Écrit par Lepetitjournal Istanbul
Publié le 13 juillet 2016, mis à jour le 1 avril 2024

Le public marocain n'est pas épargné par l'effet "Istanbulywood", y compris en France. Lepetitjournal.com d'Istanbul a notamment rencontré l'actrice Gaye Turgut Evin au salon Festiculture à Lyon en mai 

20H30 : les activités ménagères cessent et les conversations s'arrêtent pour laisser place à un silence absolu et inébranlable. Les personnages de Manar, Kamel, Oualid et Farida de la série turque Beni affet, "Samhini" en arabe (pardonne-moi), font leur entrée dans les foyers des familles marocaines via la chaîne 2M par satellite. Toutes générations confondues, en majorité des femmes, suivent assidûment les mélodrames de la vie de ces personnages.

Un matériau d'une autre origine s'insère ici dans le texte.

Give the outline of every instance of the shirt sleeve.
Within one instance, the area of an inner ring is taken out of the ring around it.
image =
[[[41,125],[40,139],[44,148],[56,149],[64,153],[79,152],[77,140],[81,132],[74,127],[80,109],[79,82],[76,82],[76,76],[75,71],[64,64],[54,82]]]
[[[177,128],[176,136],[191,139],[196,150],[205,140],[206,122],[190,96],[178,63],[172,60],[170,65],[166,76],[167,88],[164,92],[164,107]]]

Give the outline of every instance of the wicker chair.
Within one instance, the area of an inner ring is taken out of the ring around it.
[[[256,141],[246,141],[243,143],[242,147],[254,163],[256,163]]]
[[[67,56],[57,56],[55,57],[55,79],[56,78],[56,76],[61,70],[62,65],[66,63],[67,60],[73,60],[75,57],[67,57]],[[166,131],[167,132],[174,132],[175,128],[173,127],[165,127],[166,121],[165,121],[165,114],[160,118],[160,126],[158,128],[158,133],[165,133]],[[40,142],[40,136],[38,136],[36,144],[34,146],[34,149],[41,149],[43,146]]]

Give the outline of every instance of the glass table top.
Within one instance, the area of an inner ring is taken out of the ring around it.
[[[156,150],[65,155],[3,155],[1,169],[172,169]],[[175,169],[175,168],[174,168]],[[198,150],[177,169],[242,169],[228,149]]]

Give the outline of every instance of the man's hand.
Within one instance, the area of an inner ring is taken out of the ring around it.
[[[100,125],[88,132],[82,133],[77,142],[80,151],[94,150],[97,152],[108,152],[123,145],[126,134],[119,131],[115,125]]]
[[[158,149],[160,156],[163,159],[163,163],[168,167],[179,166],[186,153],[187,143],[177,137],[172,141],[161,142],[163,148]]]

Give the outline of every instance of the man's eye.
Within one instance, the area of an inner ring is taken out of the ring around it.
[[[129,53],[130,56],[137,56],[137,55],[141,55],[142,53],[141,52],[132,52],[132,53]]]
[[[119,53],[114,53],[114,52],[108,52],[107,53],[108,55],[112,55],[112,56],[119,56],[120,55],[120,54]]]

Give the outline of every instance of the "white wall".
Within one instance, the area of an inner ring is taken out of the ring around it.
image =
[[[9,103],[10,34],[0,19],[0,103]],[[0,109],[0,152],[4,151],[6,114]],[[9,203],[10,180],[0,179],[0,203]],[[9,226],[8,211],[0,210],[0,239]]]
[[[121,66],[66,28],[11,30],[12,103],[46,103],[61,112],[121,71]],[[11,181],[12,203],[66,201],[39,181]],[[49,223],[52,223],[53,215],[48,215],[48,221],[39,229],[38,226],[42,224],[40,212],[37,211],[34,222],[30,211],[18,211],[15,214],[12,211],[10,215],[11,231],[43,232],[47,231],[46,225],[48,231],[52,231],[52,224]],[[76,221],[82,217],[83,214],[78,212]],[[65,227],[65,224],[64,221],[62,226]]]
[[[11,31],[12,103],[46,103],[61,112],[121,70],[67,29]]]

Après le succès des séries sud-américaines et indiennes, le Maroc a fait grimper l'audimat en ouvrant les portes au marché turc, premier exportateur et deuxième producteur mondial derrière la machine hollywoodienne. Ce véritable phénomène médiatique qui a débuté en 2012 est loin de s'essouffler. Au contraire, après plus de 800 épisodes dont certains frôlent les 3 millions de vues sur YouTube, l'engouement a largement dépassé les frontières. Les feuilletons turcs cartonnent dans tout le Maghreb, mais aussi auprès des Marocains résidant en Europe.

Selon Macrométrie, en 2016, la chaîne 2M est en tête du palmarès des chaînes nationales les plus regardées au Maroc, notamment grâce à ce programme phare dont le taux d'audience peut atteindre 65% sans compter les téléspectateurs algériens de plus en plus nombreux.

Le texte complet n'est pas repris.